Mas há as coisas graves. Uma das ações diz respeito ao impulsionamento de WhatsApps. Aí o troço é enrolado e pode se complicar mais. Quem conhece a área acha que se chegou, até agora, apenas à famosa ponta do iceberg de um esquema gigantesco, que pode custar muito dinheiro e caracterizar financiamento irregular de campanha e caixa dois. Uma das testemunhas afirma que uma rede de empresas recorreu a um esquema fraudulento para usar nomes e CPFs de idosos para registrar chips de celular, viabilizando o disparo de lotes de mensagens.

Muito bem: o PT, autor de uma das ações, pediu o compartilhamento de provas colhidas naquele inquérito aberto pelo STF para apurar a indústria criminosa de ataques ao tribunal. A defesa de Jair Bolsonaro, claro!, se opôs, mas o vice-procurador-geral eleitoral, Renato Brill de Góes, encaminhou nesta terça ao TSE parecer favorável.

Esse, sim, é um revés importante, de consequências imprevisíveis. Moraes, é bom lembrar, determinou, no âmbito do inquérito aberto no STF, buscas e apreensões em endereços ligados a apoiadores de Bolsonaro. Mais: ordenou a quebra do sigilo fiscal e bancário de pessoas ligadas ao financiamento da indústria de difamação contra o Supremo referentes ao intervalo entre julho de 2018 e abril de 2020, o que inclui o período eleitoral.

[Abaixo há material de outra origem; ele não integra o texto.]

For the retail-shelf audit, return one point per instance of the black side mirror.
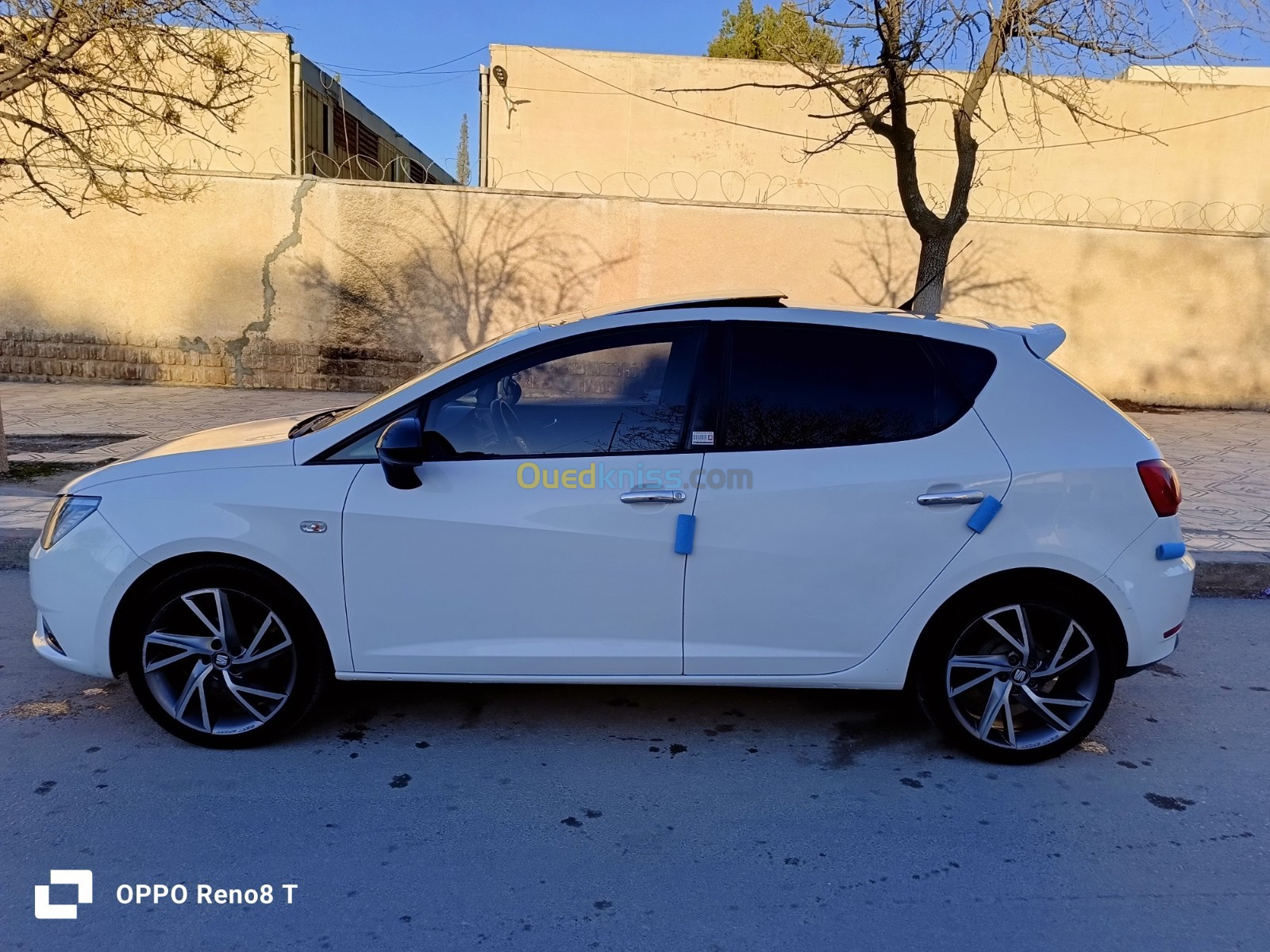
(402, 450)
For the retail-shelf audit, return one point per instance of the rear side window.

A luz amarela, de advertência, se acende para Bolsonaro no TSE. Resta evidente que os tribunais superiores não estão se deixando intimidar por sua retórica belicosa. No parecer que enviou ao TSE, escreveu o vice-procurador-geral eleitoral:
“As diligências determinadas no Inquérito nº 4781/DF podem trazer luz ao esclarecimento dos fatos apontados na inicial, na medida em que poderão vir a demonstrar a origem do financiamento das práticas imputadas à campanha dos representados na inicial”.
Ele vê o que chamou de nítido liame entre o financiamento da campanha difamatória contra o Supremo e o esquema de impulsionamento de WhatsApps. Se o tal impulsionamento evidenciar ser parte de um esquema de financiamento ilegal de campanha, associado a uma indústria de fake news com o objetivo de interferir no resultado da eleição, a chapa de Bolsonaro será cassada, e ele e Mourão perderão o mandato.

A alternativa, claro!, é mandar cercar a Praça dos Três Poderes com tanques, e o general Fernando Azevedo e Silva, num helicóptero, de megafone, anunciar que o Comando Militar da Cloroquina vai prender todo mundo para salvar a democracia. Não creio que seja viável. Infelizmente para Bolsonaro, o mercadão do Centrão e Augusto Aras nada podem fazer por ele no TSE.

Resta-lhe torcer para que não apareçam as provas do crime cometido.